Proof vs. Evidence

I'm spending a lot of time grading literary analysis essays these days. In fact, at this very moment, I am avoiding the grading of literary analysis essays by writing this blog post. 

But I felt the need to do so because I keep reading sentences like this:

  • Beowulf's frequent boasting is proof of his incredible pride. 
  • These examples prove that Gatsby was indeed a tragic hero.
  • This proves that Dante wasn't trying to literally describe hell. 

In each of these examples, proof or prove is the wrong word. In fact, I'm not sure if a literary analysis paper has ever proved anything. Was Beowulf proud? Was Gatsby a tragic hero? Was Dante being allegorical? Sure. Probably. I don't know. These are subjective questions that can only be answered by speculation based on evidence. 

A writer of literary analysis is never asked to prove anything. They are asked to give evidence to support their claims. There's a difference. Proof requires evidence, but not all evidence constitutes proof. 

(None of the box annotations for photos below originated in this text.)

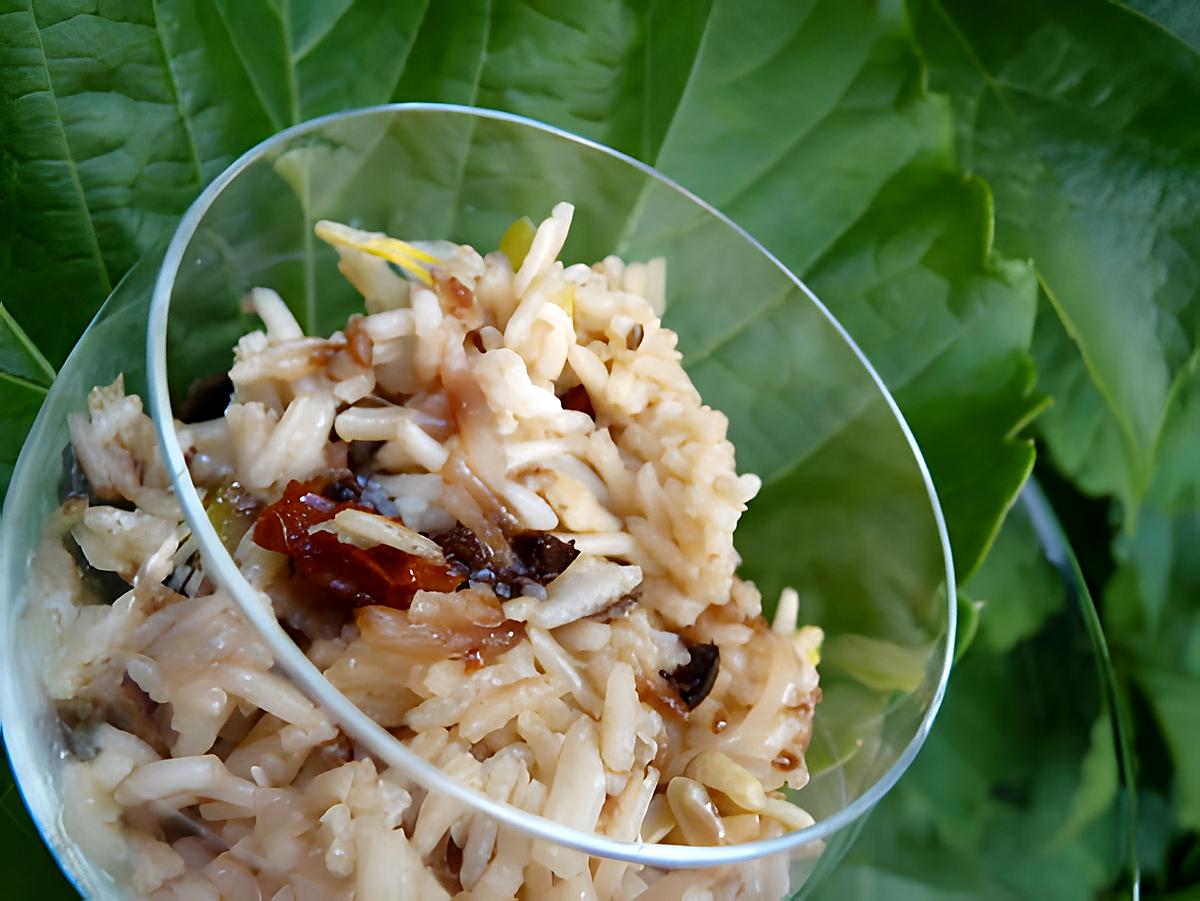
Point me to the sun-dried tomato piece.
[354,606,524,662]
[254,476,462,609]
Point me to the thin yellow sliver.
[313,220,442,286]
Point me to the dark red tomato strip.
[254,479,463,609]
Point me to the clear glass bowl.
[0,103,955,896]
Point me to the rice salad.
[32,203,821,901]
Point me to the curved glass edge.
[146,103,958,867]
[0,247,164,897]
[1020,477,1141,901]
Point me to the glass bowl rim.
[138,102,956,869]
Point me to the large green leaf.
[818,486,1138,901]
[0,304,54,497]
[0,0,1037,572]
[0,0,1040,897]
[910,0,1200,521]
[1105,509,1200,830]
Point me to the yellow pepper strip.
[500,216,538,272]
[313,220,442,286]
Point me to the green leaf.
[628,2,1040,577]
[817,486,1135,901]
[1138,666,1200,830]
[910,0,1200,522]
[0,0,1039,575]
[964,487,1063,654]
[1104,507,1200,829]
[0,0,1043,892]
[0,304,54,497]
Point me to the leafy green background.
[0,0,1200,899]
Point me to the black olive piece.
[660,643,721,710]
[175,372,233,422]
[59,442,92,504]
[512,531,580,584]
[625,323,646,350]
[59,443,137,510]
[558,385,596,419]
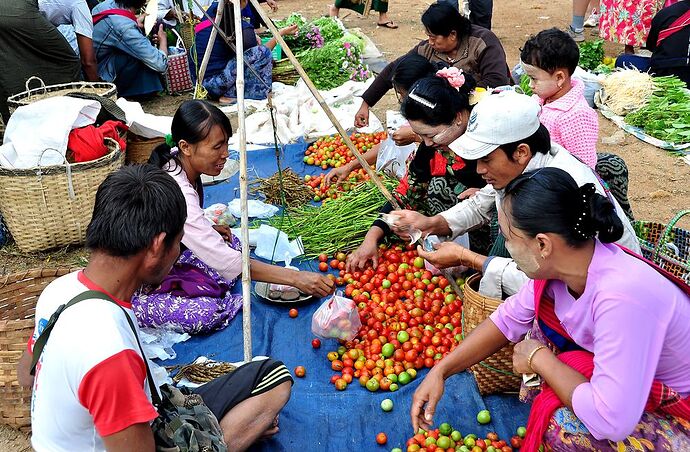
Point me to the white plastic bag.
[311,291,362,341]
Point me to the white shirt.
[440,142,640,298]
[28,272,157,452]
[38,0,93,38]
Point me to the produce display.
[268,178,398,258]
[250,168,314,207]
[323,245,462,392]
[391,422,527,452]
[304,168,369,202]
[304,132,387,169]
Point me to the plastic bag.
[311,291,362,341]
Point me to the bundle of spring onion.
[269,178,398,258]
[601,69,656,116]
[625,76,690,144]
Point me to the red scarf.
[521,247,690,452]
[93,8,137,25]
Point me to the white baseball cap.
[448,90,541,160]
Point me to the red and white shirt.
[28,271,158,452]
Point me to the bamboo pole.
[247,0,400,209]
[231,0,252,361]
[194,0,225,99]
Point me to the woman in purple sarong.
[132,100,333,334]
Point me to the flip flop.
[376,20,398,30]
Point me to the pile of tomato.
[304,132,386,169]
[304,168,369,202]
[393,422,526,452]
[319,245,462,392]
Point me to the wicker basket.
[125,132,165,164]
[7,77,117,113]
[0,268,76,432]
[0,138,124,252]
[462,274,522,395]
[634,210,690,284]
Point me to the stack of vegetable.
[268,178,398,258]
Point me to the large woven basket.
[634,210,690,284]
[0,138,124,252]
[126,132,165,164]
[462,274,522,395]
[0,268,75,432]
[7,77,117,113]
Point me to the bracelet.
[527,345,547,373]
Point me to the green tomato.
[438,422,453,436]
[477,410,491,424]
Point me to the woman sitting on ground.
[355,3,510,127]
[132,100,333,333]
[347,69,489,270]
[93,0,168,97]
[411,168,690,452]
[195,0,298,104]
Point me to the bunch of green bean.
[269,178,398,258]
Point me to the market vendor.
[355,3,510,127]
[347,68,489,270]
[93,0,168,97]
[137,100,333,333]
[410,167,690,452]
[394,91,640,298]
[192,0,298,105]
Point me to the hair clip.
[407,90,436,110]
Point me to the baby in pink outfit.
[520,28,599,168]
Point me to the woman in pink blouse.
[411,168,690,452]
[132,100,334,333]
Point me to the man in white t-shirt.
[18,165,292,452]
[38,0,99,81]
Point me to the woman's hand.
[391,126,421,146]
[345,240,379,273]
[513,339,551,374]
[294,272,335,297]
[410,368,446,433]
[417,242,468,269]
[355,101,369,127]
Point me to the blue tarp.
[162,140,529,451]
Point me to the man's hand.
[355,101,369,127]
[410,369,446,433]
[417,242,467,269]
[391,126,421,146]
[345,240,379,273]
[294,272,335,297]
[213,224,232,242]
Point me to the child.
[520,28,599,168]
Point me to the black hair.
[149,100,232,168]
[400,74,477,127]
[503,167,623,247]
[499,124,551,160]
[86,164,187,257]
[391,53,440,92]
[520,28,580,75]
[422,3,472,40]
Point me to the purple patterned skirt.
[520,322,690,452]
[132,236,242,334]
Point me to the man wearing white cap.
[398,91,640,298]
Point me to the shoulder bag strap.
[31,290,161,408]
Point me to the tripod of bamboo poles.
[194,0,400,361]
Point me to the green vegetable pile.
[625,76,690,144]
[578,39,604,71]
[268,178,398,258]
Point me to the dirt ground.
[0,0,690,446]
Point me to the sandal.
[376,20,398,30]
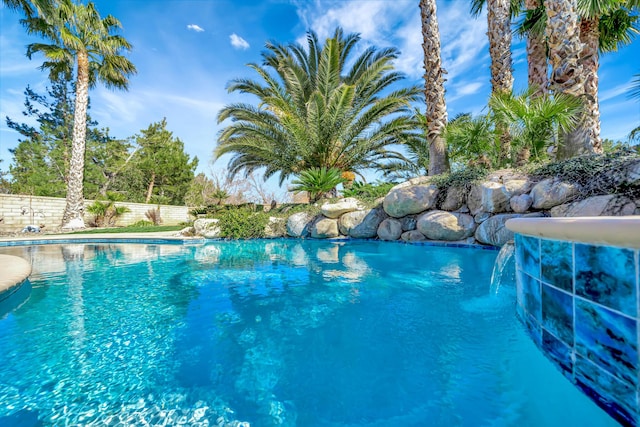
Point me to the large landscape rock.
[530,178,580,209]
[338,209,387,239]
[400,230,427,242]
[378,218,402,240]
[310,217,340,239]
[382,184,438,218]
[416,211,476,241]
[440,187,467,211]
[509,194,533,213]
[320,197,362,218]
[550,194,636,216]
[475,214,522,246]
[264,216,287,239]
[193,218,220,239]
[287,212,314,237]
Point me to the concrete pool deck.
[0,231,196,300]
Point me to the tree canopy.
[214,28,420,183]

Proof is a fact that demonstrates something to be real or true. Evidence is information that might lead one to believe something to be real or true. Proof is final and conclusive. Evidence is tentative. 

A fingerprint on a gun is evidence of someone's guilt. If the murder suspect also had motive and opportunity, that's more evidence. If the investigators can put together enough evidence, they will have proof of his guilt. 

But remember, in literary writing, there's no actual murderer to be found. Literary analysis is inductive, not deductive. In a sense, you can never really prove a literary thesis. You can only provide evidence. You can only hope to show your argument to be reasonable and likely.

That's why writers of literary essays should just about always substitute the word evidence for proof. When it comes to the verb form, there are lots of options for replacing prove: indicate, demonstrate, argue, illustrate, suggest, etc. 

Relax, young literary analysts. You have nothing to prove. Literally.